Clinical Definition
Diabetes Mellitus (DM) is a group of chronic metabolic disorders characterized by persistent hyperglycemia (elevated blood glucose) resulting from defects in insulin secretion, insulin action, or both. The condition is broadly classified into Type 1 Diabetes (T1DM), an autoimmune destruction of pancreatic beta-cells leading to absolute insulin deficiency, and Type 2 Diabetes (T2DM), characterized by peripheral insulin resistance and progressive beta-cell dysfunction. Uncontrolled DM leads to microvascular and macrovascular complications.
Clinical Coding & Classification
| System / Category | Code(s) | Description |
|---|---|---|
| ICD-10-CM | E10.9 | Type 1 diabetes mellitus without complications |
| ICD-10-CM | E11.9 | Type 2 diabetes mellitus without complications |
| CPT (Lab) | 83036 | Hemoglobin; glycosylated (A1C) |
| CPT (Device) | 95250 | Ambulatory continuous glucose monitoring (CGM) of interstitial tissue fluid |
| Affected System | Endocrine; Metabolic | Pancreatic Islets of Langerhans |
Epidemiology & Statistics
According to the International Diabetes Federation (IDF) Diabetes Atlas, approximately 1 in 10 adults worldwide live with diabetes. T2DM accounts for over 90% of all cases, strongly correlated with the global prevalence of obesity and sedentary lifestyles. T1DM usually presents in childhood or adolescence but can occur at any age. The economic burden is driven largely by the management of chronic complications (renal, retinal, cardiovascular).
Pathophysiology (Mechanism)
The underlying mechanisms differ by type but converge on hyperglycemia:
1. Type 1 (Autoimmune): T-cell mediated destruction of insulin-producing beta-cells in the pancreatic islets.
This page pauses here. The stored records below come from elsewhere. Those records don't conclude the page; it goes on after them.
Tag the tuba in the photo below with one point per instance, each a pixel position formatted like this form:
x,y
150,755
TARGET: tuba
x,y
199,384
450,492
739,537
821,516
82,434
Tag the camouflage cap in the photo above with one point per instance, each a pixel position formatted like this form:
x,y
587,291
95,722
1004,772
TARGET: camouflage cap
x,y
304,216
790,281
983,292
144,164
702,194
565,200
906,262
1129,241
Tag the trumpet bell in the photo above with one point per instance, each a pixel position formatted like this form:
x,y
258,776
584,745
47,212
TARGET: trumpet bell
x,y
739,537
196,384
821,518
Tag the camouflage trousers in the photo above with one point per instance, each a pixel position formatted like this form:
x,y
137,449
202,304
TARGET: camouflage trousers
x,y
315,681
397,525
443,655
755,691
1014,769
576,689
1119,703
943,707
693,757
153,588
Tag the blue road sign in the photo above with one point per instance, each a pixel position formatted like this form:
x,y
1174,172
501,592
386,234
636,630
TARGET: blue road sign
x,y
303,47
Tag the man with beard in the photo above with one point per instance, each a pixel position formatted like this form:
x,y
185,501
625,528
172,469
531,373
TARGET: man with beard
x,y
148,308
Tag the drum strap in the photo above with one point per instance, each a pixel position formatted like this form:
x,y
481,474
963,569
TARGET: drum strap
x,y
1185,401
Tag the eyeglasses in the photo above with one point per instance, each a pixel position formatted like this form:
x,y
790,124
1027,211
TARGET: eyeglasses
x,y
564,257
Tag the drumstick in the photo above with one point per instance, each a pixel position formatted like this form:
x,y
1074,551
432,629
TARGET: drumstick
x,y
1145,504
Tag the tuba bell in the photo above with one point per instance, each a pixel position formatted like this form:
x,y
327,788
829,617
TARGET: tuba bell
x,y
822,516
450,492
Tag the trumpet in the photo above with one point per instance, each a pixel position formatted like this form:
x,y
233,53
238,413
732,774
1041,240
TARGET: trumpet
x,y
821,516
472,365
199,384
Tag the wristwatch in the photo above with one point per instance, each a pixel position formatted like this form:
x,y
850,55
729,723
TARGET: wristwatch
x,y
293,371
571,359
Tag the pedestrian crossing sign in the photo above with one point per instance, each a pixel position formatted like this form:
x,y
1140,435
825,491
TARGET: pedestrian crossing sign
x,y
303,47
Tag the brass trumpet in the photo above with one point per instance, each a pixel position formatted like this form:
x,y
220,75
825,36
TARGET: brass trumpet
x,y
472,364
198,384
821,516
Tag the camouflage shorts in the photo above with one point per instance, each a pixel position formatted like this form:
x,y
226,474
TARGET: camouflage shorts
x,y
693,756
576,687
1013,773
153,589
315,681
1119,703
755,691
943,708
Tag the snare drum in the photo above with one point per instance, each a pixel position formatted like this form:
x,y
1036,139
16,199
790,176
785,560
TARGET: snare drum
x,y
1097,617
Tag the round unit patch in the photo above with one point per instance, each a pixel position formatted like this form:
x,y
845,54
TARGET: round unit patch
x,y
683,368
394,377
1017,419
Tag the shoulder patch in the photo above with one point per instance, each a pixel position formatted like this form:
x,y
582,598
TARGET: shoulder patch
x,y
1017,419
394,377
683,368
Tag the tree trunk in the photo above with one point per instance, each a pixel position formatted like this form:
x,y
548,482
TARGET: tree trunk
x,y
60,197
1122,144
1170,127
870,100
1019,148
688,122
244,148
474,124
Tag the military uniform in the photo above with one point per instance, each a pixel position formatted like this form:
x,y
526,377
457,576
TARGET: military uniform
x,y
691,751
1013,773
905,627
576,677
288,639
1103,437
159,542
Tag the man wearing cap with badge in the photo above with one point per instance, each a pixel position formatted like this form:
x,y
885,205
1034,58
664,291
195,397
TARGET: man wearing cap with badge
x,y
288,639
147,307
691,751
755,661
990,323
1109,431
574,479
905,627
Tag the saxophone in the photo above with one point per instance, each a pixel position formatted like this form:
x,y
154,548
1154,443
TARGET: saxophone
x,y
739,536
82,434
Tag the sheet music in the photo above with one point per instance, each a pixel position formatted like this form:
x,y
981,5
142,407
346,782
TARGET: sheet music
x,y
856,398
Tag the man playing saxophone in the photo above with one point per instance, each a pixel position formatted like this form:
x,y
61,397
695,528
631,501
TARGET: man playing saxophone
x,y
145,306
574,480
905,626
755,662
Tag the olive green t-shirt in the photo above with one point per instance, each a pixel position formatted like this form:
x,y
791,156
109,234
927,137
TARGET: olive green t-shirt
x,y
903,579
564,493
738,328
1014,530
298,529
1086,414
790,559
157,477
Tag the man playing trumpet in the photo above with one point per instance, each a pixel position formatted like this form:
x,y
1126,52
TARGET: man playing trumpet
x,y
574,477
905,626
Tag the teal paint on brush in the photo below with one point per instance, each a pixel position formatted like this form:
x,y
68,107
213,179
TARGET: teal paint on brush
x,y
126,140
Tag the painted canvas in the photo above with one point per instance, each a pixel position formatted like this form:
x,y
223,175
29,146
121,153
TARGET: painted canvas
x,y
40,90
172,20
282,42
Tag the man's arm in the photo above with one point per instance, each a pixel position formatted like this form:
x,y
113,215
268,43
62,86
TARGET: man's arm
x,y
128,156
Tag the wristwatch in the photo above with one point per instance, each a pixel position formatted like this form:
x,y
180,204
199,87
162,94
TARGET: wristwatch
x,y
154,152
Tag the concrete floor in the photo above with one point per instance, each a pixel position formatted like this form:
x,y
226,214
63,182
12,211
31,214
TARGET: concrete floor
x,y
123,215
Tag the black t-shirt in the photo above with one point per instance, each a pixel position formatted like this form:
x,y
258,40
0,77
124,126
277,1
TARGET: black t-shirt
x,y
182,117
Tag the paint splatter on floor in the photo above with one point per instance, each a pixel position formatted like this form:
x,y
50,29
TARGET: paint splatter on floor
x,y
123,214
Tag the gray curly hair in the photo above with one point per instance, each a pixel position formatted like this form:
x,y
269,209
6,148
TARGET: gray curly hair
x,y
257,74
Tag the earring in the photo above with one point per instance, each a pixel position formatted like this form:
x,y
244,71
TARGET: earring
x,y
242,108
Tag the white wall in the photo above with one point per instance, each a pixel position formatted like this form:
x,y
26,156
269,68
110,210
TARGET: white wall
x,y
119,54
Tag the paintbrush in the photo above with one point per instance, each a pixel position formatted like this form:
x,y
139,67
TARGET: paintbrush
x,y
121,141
Autoantibodies (e.g., anti-GAD, anti-IA2) are typically present.
2. Type 2 (Resistance + Dysfunction):
– Insulin Resistance: Decreased glucose uptake in skeletal muscle and adipose tissue, and increased hepatic glucose production.
– Beta-cell Dysfunction: Progressive failure of beta-cells to compensate for the resistance, exacerbated by glucotoxicity and lipotoxicity.
Standard Management Protocols
Therapeutic goals focus on glycemic control (HbA1c targets) and cardiovascular risk reduction.
- Pharmacological Classes:
- Biguanides: (e.g., Metformin) The first-line therapy for T2DM; reduces hepatic glucose production.
- SGLT2 Inhibitors: (e.g., Empagliflozin) Inhibit renal glucose reabsorption; noted for cardiorenal protective benefits.
- GLP-1 Receptor Agonists: (e.g., Semaglutide, Liraglutide) Incretin mimetics that enhance insulin secretion, delay gastric emptying, and promote weight loss.
- Insulin Therapy: (Basal/Bolus) Essential for survival in T1DM and used in advanced T2DM.
- Technology & Procedures:
- Continuous Glucose Monitoring (CGM): Real-time monitoring of interstitial glucose levels.
- Bariatric Surgery: Considered for T2DM patients with BMI >35 kg/m².
Healthcare Resource Utilization
Diabetes is a primary driver of healthcare costs due to multisystem complications:
- Microvascular: Screening for Diabetic Retinopathy (ophthalmology), Diabetic Nephropathy (nephrology/dialysis), and Neuropathy (podiatry/amputation prevention).
- Macrovascular: Aggressive management of hypertension and dyslipidemia to prevent Myocardial Infarction and Stroke.